Friday, March 7, 2008

Evolution: The 800-pound Gorilla

In what has portent for every Board of Education in the United States, the Florida State Board of Education recently tossed a banana to scientists who affirm that Darwin’s theory makes sense. Florida teachers are now required to teach the theory, and call it just that, as well they should.
Evolution has hung around 150 years and been extolled or excoriated by scientists of all stripe. Those who proclaim its validity, conveniently overlook magnificent flaws in the theory. But they should be heard. And their arguments weighed.
On the flip side, many of those who go ballistic over the concept, do so–not because they are onto the scientific waffling of the theory–but because it conflicts with their religious beliefs. That discussion has no place in any science classroom.
Kids need to know a theory as grand as evolution. They need to know how Darwin cranked it up and the evidence he saw that seemed to convince him to speculate that we evolved from that first cell of life, in some primordial soup. Followed by his speculation that living species changed over time.
They also need to know that the theory of evolution poses some scientific gaps that currently seem unbridgeable, for teaching the theory without teaching its shortcomings is proselytizing, not teaching.
The gnawing questions about the theory are legion: How did that first cell of life pop up from five inorganic elements? Life requires information. The smallest cell of life contains as much information as the New York City Public Library (52 million volumes). This, in a cell so small we cannot see it. No known science can show how information can create itself, which that first little bugger had to do.
How does a lizard (cold-blooded, lays eggs) become a rat (warm-blooded, gives birth)? In essence, if a rat evolved from a lizard there’s a hold-the-phone moment in the whole process: How does a half rat/half lizard reproduce?
Where is proof of a single evolved species? Every so-called ‘evolved’ species is only speculated to have evolved. Scientists have every right to speculate at will; but they have an obligation to call guesswork what it truly is. Some find it difficult to believe that whales ‘evolved’ from polar bears. And germs that lose their ability to respond to penicillin, for example, are not a new species—merely a defective species that will return to form later.
Just where is the fossil trail? The ‘Cambrian Explosion’ is an era when suddenly fossil layers are found in the subsoil. But there’s a problem: Those fossil critters are fully developed, not little fellers on their way somewhere. Where are the beginners?
And, yes, it always comes to this: Where is the missing link? Darwin himself shook his head over those horrendous chasms, as he called them, gaps that have not been bridged in the 150 years since. Maybe someday those gaps will be filled with solid science; but certainly not today.
None of the supposed missing links–Nebraska Man, Java Man, Peking Man, et al.--actually steps up to the evolutionary plate and hits a homer. Even poor little Lucy’s knee was found 2 miles away and 200 feet deeper in the ground. Seems like quite a stretch there. For all we know, Lucy may well have been Lucifer.
Science is all about questioning and Florida science teachers, as well as their colleagues nationwide, should teach the substance of the theory of evolution. Teaching about the theory is no more anti-religious than is teaching the many ways in which human beings reach out to various altars of higher powers.
Learning does not corrupt. It’s people who do.

Tuesday, March 4, 2008

How can angels be so noisy?


She was first, Anna Babette, interestingly named for ancestors on both sides of her tree. The singsong phrase rolled out easily: "Anna Babette, Anna Babette, Ask for angel and she's what you get."
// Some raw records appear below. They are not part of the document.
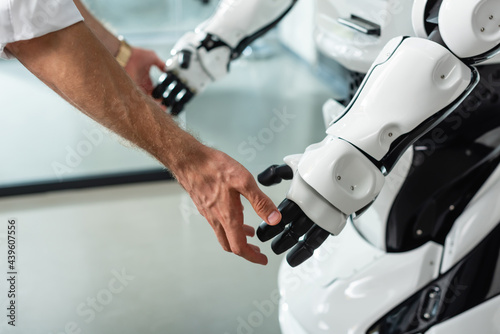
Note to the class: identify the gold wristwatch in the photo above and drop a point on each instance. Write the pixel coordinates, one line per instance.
(124, 52)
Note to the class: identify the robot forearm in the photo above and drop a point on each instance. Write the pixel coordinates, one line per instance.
(345, 172)
(204, 55)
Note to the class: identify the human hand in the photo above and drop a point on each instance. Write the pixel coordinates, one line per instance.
(215, 183)
(139, 66)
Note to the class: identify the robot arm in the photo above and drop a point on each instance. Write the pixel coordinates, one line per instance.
(204, 55)
(411, 87)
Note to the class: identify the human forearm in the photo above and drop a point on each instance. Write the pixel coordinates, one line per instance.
(89, 78)
(77, 66)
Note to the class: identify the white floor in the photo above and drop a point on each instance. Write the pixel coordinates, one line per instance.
(175, 277)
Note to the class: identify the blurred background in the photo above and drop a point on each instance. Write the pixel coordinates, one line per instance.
(79, 247)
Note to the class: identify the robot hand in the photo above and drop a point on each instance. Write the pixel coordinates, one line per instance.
(343, 174)
(309, 217)
(204, 56)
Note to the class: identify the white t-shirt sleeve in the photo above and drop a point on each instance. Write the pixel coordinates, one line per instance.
(27, 19)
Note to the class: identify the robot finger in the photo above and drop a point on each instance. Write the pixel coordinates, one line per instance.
(166, 79)
(305, 248)
(289, 212)
(291, 235)
(274, 175)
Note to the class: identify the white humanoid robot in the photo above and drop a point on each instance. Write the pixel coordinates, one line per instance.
(408, 171)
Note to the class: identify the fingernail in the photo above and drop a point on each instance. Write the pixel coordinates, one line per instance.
(274, 218)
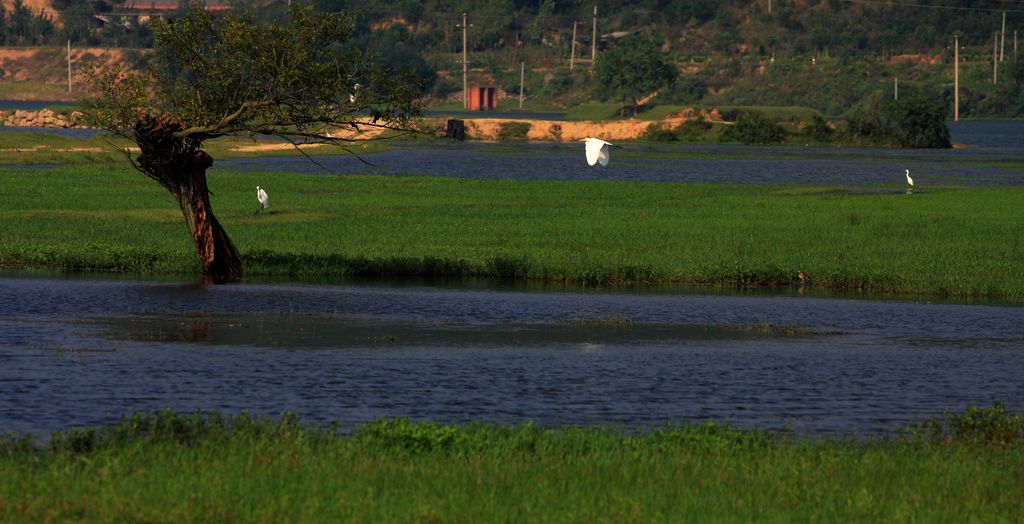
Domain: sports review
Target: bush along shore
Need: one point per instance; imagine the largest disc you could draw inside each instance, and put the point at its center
(167, 467)
(944, 242)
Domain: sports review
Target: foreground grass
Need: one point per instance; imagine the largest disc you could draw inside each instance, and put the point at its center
(172, 468)
(956, 242)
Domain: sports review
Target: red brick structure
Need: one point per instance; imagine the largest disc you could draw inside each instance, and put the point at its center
(482, 98)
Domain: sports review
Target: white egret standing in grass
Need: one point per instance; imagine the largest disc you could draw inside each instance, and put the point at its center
(597, 150)
(264, 201)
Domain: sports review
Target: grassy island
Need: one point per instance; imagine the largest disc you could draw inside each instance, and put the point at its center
(945, 242)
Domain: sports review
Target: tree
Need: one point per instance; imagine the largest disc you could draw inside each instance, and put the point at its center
(217, 75)
(633, 69)
(914, 121)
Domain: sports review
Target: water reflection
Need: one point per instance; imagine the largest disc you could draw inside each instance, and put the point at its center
(847, 167)
(74, 350)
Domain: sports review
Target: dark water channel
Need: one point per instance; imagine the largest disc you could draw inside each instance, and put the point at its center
(74, 350)
(992, 157)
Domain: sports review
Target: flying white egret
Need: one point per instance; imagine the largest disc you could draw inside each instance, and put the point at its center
(264, 201)
(597, 150)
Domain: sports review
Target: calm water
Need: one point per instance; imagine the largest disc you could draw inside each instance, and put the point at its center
(992, 159)
(74, 350)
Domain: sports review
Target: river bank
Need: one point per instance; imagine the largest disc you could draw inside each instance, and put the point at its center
(946, 241)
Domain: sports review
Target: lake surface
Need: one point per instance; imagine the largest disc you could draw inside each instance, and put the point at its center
(75, 350)
(993, 158)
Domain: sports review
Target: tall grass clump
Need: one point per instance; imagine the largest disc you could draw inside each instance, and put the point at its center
(943, 242)
(168, 467)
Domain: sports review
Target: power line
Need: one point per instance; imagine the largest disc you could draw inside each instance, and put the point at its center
(931, 6)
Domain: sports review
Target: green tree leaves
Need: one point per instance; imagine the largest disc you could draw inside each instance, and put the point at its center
(633, 69)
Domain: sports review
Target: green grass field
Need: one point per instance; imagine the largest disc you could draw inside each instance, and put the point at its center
(945, 242)
(187, 468)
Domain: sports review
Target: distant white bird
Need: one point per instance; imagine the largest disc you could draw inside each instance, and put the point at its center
(264, 201)
(597, 150)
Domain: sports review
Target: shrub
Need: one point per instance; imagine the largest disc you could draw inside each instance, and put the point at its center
(659, 133)
(753, 127)
(513, 130)
(913, 121)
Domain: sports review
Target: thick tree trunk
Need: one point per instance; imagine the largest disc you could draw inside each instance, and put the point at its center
(181, 170)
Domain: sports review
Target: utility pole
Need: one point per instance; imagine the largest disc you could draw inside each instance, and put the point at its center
(956, 79)
(572, 51)
(465, 67)
(1003, 36)
(995, 55)
(522, 77)
(593, 42)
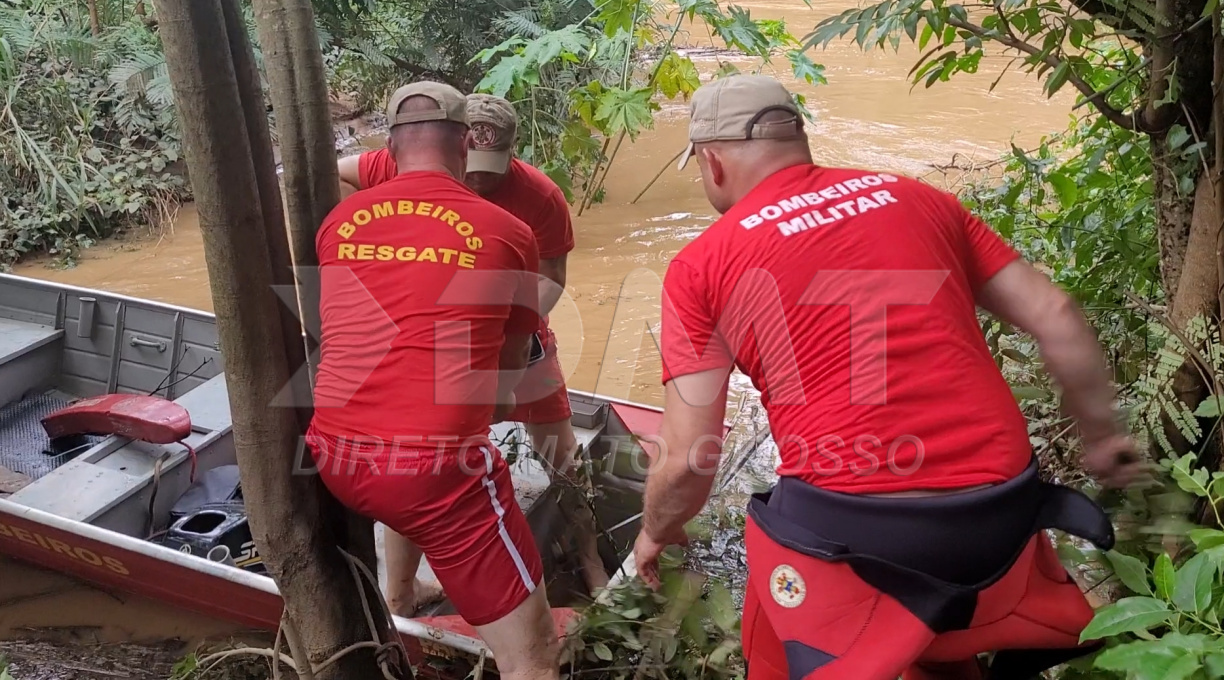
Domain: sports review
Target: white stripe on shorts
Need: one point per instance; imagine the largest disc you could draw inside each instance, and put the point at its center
(501, 524)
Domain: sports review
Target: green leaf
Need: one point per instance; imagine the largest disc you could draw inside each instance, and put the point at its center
(1058, 78)
(1129, 614)
(1192, 590)
(1190, 481)
(1164, 575)
(502, 77)
(1182, 668)
(1176, 137)
(1028, 393)
(1209, 407)
(1131, 571)
(1137, 659)
(806, 69)
(1214, 664)
(721, 607)
(624, 110)
(739, 31)
(1015, 355)
(617, 16)
(1207, 538)
(1064, 187)
(677, 75)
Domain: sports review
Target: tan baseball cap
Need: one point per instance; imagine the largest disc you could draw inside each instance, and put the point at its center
(452, 104)
(730, 108)
(495, 127)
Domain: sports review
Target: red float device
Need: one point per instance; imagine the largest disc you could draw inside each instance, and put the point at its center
(137, 416)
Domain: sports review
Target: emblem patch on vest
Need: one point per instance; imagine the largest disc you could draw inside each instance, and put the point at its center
(787, 586)
(484, 135)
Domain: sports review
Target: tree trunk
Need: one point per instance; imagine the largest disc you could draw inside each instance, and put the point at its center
(1218, 124)
(94, 20)
(298, 78)
(284, 509)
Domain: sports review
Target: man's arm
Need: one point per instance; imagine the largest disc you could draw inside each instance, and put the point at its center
(512, 363)
(682, 475)
(1025, 297)
(350, 175)
(555, 270)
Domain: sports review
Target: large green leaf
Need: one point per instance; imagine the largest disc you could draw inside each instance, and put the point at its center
(1064, 187)
(1130, 571)
(677, 75)
(1192, 588)
(1207, 538)
(1209, 407)
(624, 110)
(1129, 614)
(806, 69)
(1194, 481)
(1164, 576)
(501, 78)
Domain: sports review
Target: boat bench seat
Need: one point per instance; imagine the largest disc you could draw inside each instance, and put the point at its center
(29, 356)
(93, 487)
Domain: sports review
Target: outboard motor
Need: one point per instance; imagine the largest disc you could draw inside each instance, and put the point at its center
(209, 521)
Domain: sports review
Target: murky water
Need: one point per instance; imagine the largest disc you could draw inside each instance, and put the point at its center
(867, 115)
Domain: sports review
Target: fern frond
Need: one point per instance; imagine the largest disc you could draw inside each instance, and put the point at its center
(523, 22)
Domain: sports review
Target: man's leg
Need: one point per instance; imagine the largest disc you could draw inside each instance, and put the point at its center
(556, 443)
(524, 641)
(405, 592)
(481, 549)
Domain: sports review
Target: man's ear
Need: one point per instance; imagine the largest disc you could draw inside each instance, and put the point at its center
(717, 175)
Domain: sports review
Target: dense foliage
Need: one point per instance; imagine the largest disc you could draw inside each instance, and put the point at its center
(88, 142)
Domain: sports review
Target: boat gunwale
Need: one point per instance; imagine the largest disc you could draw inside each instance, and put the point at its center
(200, 565)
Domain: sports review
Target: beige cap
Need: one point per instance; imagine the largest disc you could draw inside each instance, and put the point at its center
(452, 104)
(728, 109)
(495, 127)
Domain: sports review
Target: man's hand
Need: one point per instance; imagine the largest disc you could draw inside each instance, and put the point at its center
(1113, 460)
(502, 411)
(646, 550)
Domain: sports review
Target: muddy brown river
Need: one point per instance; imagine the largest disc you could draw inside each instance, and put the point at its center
(868, 115)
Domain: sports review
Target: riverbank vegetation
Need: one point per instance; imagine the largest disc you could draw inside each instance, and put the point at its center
(1123, 209)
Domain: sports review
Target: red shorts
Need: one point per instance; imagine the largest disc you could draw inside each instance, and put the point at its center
(541, 396)
(807, 619)
(458, 506)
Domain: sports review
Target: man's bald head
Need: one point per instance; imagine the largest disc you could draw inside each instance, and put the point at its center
(441, 138)
(732, 168)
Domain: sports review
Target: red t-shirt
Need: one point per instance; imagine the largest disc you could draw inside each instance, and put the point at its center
(526, 193)
(907, 395)
(420, 281)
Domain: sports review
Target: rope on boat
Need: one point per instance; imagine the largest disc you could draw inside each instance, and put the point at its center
(388, 654)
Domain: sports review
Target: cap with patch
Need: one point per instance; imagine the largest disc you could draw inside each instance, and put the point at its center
(730, 109)
(495, 127)
(452, 104)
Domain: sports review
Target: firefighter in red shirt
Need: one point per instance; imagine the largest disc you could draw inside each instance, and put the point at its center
(429, 297)
(905, 535)
(542, 399)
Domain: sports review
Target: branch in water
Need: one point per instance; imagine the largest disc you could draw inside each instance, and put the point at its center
(1124, 120)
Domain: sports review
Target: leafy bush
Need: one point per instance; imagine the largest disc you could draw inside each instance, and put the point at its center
(583, 87)
(689, 629)
(88, 141)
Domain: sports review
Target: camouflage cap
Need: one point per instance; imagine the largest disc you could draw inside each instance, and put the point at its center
(452, 104)
(728, 109)
(495, 127)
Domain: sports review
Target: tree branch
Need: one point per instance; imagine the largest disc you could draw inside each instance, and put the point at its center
(1124, 120)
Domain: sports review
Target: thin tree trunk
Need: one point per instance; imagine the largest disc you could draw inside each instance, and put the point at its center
(94, 20)
(1218, 120)
(284, 509)
(295, 71)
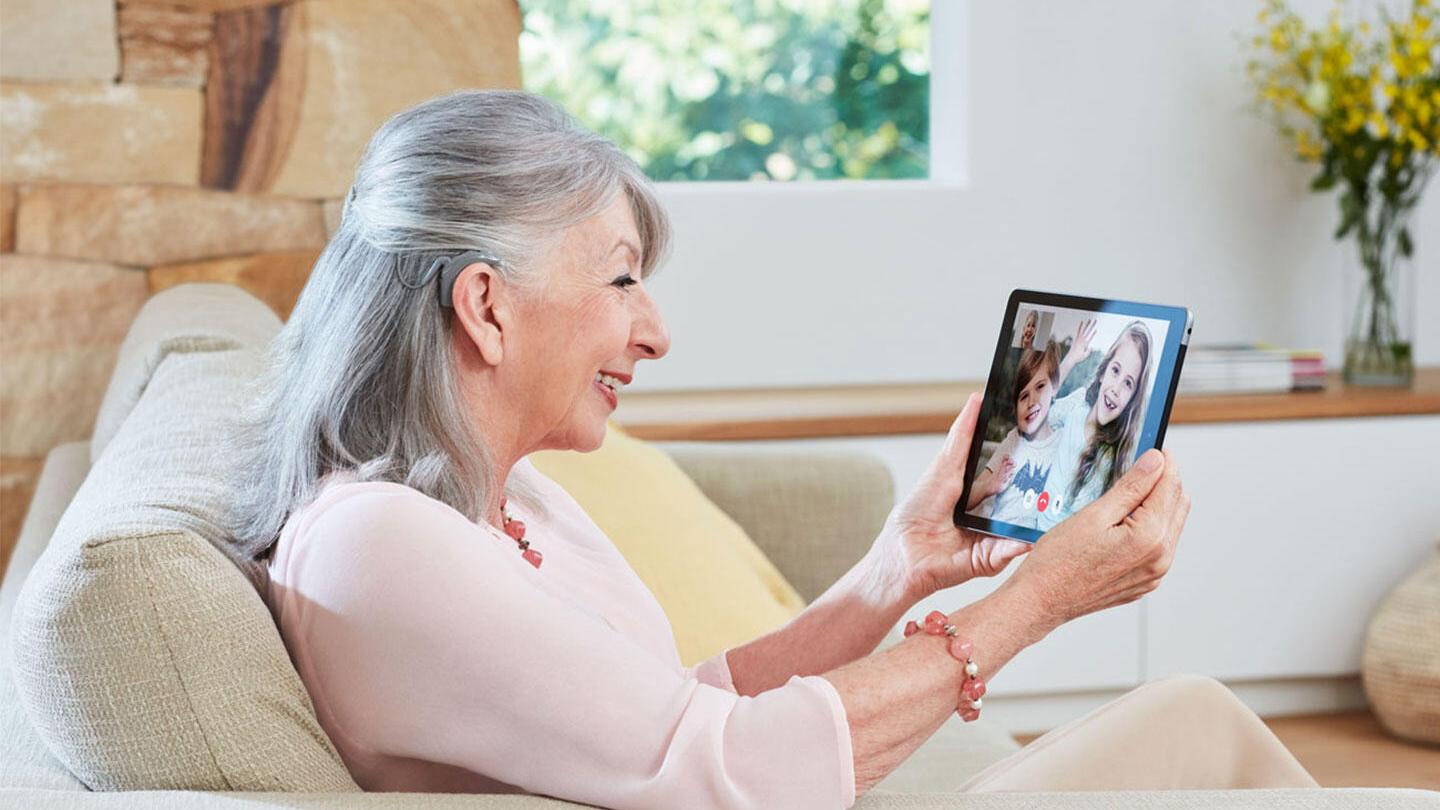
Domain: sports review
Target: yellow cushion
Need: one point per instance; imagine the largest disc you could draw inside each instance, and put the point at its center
(716, 585)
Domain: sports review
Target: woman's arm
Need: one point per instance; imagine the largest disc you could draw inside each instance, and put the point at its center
(866, 603)
(897, 698)
(919, 552)
(1109, 554)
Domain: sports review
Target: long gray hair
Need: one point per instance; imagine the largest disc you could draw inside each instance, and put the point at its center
(362, 378)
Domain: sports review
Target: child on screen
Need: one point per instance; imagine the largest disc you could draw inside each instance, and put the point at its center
(1099, 425)
(1020, 467)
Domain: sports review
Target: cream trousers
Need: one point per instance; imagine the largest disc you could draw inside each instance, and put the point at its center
(1182, 732)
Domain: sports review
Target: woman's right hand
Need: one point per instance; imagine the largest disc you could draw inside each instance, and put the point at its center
(1115, 549)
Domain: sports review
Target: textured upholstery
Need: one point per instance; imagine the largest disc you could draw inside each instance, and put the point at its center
(190, 317)
(812, 513)
(1338, 799)
(716, 585)
(25, 761)
(141, 655)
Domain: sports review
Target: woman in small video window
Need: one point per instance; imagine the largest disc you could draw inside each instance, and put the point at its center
(1098, 425)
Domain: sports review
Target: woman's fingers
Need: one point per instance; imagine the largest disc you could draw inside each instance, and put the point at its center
(1131, 490)
(951, 461)
(945, 480)
(1155, 515)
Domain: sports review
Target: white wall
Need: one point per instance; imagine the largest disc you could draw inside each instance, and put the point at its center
(1109, 152)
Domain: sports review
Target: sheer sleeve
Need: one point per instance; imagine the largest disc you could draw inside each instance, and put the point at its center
(431, 640)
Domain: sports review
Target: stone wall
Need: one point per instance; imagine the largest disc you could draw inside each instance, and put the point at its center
(147, 143)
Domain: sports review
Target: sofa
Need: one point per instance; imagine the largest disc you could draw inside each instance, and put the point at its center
(141, 669)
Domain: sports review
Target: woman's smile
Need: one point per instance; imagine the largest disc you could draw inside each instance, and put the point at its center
(609, 386)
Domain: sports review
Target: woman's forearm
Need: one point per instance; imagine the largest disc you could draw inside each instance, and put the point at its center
(897, 698)
(846, 623)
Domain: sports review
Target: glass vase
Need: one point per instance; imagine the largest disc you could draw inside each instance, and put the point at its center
(1380, 297)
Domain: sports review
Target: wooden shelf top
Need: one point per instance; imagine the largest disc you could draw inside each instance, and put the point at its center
(929, 408)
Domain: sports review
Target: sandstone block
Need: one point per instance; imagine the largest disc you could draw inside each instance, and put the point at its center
(64, 322)
(42, 41)
(149, 225)
(163, 45)
(100, 133)
(6, 219)
(333, 209)
(275, 278)
(337, 69)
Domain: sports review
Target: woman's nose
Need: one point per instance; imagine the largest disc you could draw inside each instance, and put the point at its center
(650, 333)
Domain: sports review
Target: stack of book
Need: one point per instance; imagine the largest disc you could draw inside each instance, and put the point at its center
(1250, 369)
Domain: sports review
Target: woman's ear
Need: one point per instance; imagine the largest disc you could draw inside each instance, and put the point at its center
(481, 307)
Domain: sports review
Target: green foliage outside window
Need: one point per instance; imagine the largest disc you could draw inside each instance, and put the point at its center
(740, 90)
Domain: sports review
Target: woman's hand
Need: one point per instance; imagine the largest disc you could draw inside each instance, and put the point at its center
(1113, 551)
(922, 545)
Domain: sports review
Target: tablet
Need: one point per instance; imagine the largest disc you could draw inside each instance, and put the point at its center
(1077, 391)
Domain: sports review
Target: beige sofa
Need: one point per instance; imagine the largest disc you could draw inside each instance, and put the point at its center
(141, 669)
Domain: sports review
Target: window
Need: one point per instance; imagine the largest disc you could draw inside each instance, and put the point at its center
(742, 90)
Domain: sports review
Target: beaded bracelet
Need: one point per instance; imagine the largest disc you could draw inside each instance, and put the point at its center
(972, 688)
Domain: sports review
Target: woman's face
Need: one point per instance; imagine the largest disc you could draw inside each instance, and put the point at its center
(1118, 382)
(591, 316)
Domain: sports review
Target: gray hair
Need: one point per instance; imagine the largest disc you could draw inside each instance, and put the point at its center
(362, 378)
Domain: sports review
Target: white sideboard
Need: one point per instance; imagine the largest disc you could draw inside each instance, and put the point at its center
(1296, 532)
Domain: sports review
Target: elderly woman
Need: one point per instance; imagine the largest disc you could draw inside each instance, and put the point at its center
(462, 626)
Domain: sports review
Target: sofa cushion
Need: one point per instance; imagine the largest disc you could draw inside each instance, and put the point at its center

And then Howie thumped onto the scene. At age three, he sidled up to me and with a knowing grin said, "Call me Bubbie." I swore I would as soon as I could stop laughing.

They're older now at 6 and 4, which merely gives them greater mobility and imagination to construct lairs of chairs and blankets, Leggo structures that match devious plans swirling in their brilliant little brains, and to swat one another as the occasion demands. It seems, occasions are indeed demanding.

They visited us these past few days at what they call our 'Beach House' which is a full mile and many millions of dollars removed from the true Atlantic Beach in Ponte Vedra Beach, outside of JAX. Google Earth says we're seven full feet above sea level, a perfect target for a tsunami swoosh.

Their visit was a mix of pandemonium and hugs. Grins and grimaces. Treats and tricks.

It was a love fest that worked both ways and, as we waved goodbye to flailing little arms driving off to their nest, we thanked God for their parents who taught them to say their prayers and put their trust where it belongs.

Grandmas and Grandpas come and go. But these cherubs, who will pick up where we left off, have their heads on straight because their parents do, as well. Life is indeed good.